Over the last couple of weeks, we have had a lot of questions about communication with the school team. Parents are frustrated that they email and either get no response, a response with a non-answer, or a phone call. Every response gives you insight, and there are ways to check your assumptions to ensure transparent communication.  Let’s discuss what each response might mean and how to check assumptions and ensure successful communication with your child’s IEP team. 

No Response

This one is frustrating because it leaves you without any communication from the school. It is often described as being ghosted by the school. Parents have expressed anger, frustration, disappointment, and even rejection when there is no response from the school.  t is tough not to make assumptions, so let’s check them.  At Sage, we teach our clients how to ask questions that help them understand the school's perspective, thus allowing for clear, trusting communication.  

A Non-Answer

A non-answer response is almost always as frustrating as not getting any response. You know that they took the time to read your email but still didn’t answer the question(s). This typically indicates they do not want to answer the question because it might disclose something they might not be doing. In addition to possibly disclosing something, there is the real fact that many teams are inexperienced and might not know how to answer your question(s). And, sadly, there is always the possibility that a non-answer is a passive-aggressive way of interacting with you and not valuing your position as a parent.

The Phone Call

If you send an email and get a phone call instead of a written response to your question(s), this could mean a lot of different things. We approach these situations with caution. No matter how good of a relationship you might think you have with your school, they are still part of the larger district. What we mean by that is that the team works at the discretion of their evaluator and, therefore, the district. There may be things about what they are doing they want to keep undocumented, thus the phone call instead of responding in writing. They may also want to “discuss” it with you before responding to better understand your questions. They may even want to “build” on your relationship by “just talking.” What we know from clients is that they feel valued and listened to when the school calls. Sometimes, the intentions are positive; however, we have found that more often than not, the intentions are questionable. Even if you record the conversation, phone calls are ambiguous and lack clarity.  

Below, we offer some general guidance around communicating with your school team:

  1. Research the school and district policies on communication. Some districts have policies on how long staff have to return emails. Others have no such policy. If you cannot find a policy, ask the school leader what their expectations are around communication.  

  1. Keep your emails short. We know there is a real shortage of educators, and they are pressed for time, so to facilitate successful communication, keep it short and direct.  

  2. Always email your child's case manager first. They are your point person. 

  3. Have a “read receipt” if your email allows. 

  4. Do not add anyone to the email thread that is not directly related to supporting your child. Most districts will redirect your email back to the team if you email central office staff. There is a time and place for including others.  

  5. Ask questions in a non-threatening way and do not threaten to “get an advocate or lawyer.” You cannot scare a district into doing what is right for your child.  

  6. If it is not documented, it didn’t happen. 

Here are some suggestions for dealing with the following replies:

No Reply:

  1. If the district has a communication policy, refer to it in a follow-up email.
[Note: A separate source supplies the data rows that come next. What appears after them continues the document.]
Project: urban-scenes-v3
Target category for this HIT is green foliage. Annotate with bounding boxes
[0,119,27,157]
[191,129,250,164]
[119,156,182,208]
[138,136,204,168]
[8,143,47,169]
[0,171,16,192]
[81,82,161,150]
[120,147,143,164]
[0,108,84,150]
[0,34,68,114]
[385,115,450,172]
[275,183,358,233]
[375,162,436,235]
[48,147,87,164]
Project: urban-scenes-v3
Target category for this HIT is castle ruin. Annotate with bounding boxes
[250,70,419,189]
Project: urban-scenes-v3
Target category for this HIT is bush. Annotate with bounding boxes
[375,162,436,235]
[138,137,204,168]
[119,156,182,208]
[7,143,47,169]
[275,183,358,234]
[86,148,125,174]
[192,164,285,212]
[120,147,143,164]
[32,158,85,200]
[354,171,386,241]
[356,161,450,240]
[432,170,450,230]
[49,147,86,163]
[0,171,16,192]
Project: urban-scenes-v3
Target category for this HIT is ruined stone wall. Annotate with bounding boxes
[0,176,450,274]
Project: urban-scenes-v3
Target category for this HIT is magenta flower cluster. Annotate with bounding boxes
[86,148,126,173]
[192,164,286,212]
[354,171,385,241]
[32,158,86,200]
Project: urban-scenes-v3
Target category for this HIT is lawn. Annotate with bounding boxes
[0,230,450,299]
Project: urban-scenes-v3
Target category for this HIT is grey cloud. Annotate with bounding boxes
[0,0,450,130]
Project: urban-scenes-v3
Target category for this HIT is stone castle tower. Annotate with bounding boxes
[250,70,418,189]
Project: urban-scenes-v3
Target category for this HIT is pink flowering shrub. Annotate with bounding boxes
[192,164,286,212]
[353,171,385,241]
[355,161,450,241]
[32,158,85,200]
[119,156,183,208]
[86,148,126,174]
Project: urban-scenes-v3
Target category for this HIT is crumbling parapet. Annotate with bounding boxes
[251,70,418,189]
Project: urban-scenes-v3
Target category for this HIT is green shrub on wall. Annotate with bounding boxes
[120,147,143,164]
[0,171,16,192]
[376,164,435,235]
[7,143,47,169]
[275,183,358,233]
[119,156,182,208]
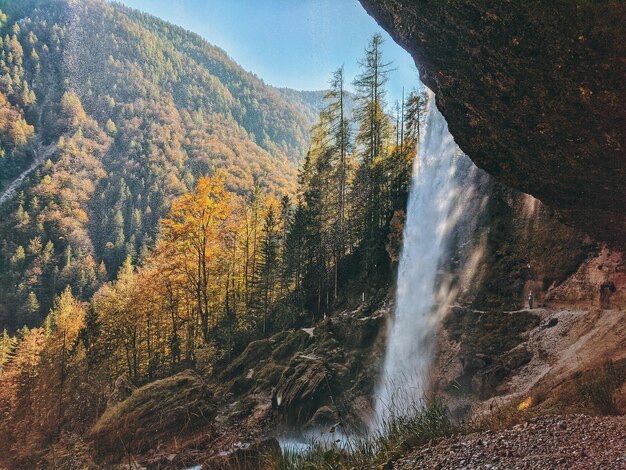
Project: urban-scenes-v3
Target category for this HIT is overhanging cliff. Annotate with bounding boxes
[360,0,626,242]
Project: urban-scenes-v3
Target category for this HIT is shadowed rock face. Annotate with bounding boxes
[360,0,626,242]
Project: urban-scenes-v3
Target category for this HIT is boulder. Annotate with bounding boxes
[360,0,626,242]
[304,405,339,430]
[272,356,330,423]
[87,370,216,464]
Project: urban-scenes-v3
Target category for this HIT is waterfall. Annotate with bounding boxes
[372,94,475,429]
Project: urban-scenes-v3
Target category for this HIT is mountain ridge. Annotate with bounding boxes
[0,0,324,329]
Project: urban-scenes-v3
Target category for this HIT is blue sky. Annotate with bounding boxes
[116,0,419,102]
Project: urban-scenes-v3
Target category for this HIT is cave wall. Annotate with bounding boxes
[360,0,626,245]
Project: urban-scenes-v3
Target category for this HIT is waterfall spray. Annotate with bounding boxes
[372,94,468,429]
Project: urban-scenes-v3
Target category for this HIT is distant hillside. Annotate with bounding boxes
[0,0,323,327]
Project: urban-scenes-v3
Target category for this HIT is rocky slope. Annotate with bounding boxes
[361,0,626,242]
[393,415,626,470]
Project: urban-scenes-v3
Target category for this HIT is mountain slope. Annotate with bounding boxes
[0,0,317,328]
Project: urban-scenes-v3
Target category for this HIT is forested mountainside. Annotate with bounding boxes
[0,0,427,458]
[0,0,324,329]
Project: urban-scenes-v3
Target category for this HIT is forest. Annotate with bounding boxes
[0,0,626,470]
[0,0,427,464]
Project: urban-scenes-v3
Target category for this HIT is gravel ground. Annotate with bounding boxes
[393,415,626,470]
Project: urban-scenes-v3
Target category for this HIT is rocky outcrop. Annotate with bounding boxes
[393,415,626,470]
[202,438,281,470]
[88,370,215,464]
[360,0,626,241]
For example, “according to District Policy xx” we are looking forward to your response.  

  2. Reply with “bringing this to the top of your inbox in case you missed it.”

  3. If the no-reply has been a consistent response from the team, reply with how that makes you feel. “When you do not respond to my emails, it makes me feel xxxx, and gives the impression you do not value my input.”

  4. Consult with an advocate because there may be nuances that need to be addressed.  


  1. Reply and let them know you do not think they answered your question. It is okay to be direct.  Sometimes you might need to check their response by asking for clarification.  

  2. If the non-answer has been a consistent response from the team, reply with how that makes you feel. “When you do not answer the questions directly, it makes me feel xxxx, and gives the impression you do not value my input.” Then ask if there is a reason they are not answering your questions directly.

The Phone Call:

  1. While they may have positive intentions and it might be easier to discuss on the phone, do not answer. 

  2. Follow up with an email stating you request communication be done only through email. 

  3. Do not text.  

  4. In your email, ask them why they called instead of responding via email.  

  5. Do not record the conversation unless you are aware of the laws in your state and are following them. 

  6. If you end up having a phone conversation, you must follow up with an email to the person you spoke with, summarizing your conversation. Ask them why they called you instead of emailing back. 

Communication should be purposeful, intentional, and focused on your child. Reach out to Sage EAC if you need further guidance or advice from an educational advocate.

1 Comment

Unknown member
Feb 05

Thanks, Phillip. Good advice for getting the most out of advocating for your school-age children...and beyond...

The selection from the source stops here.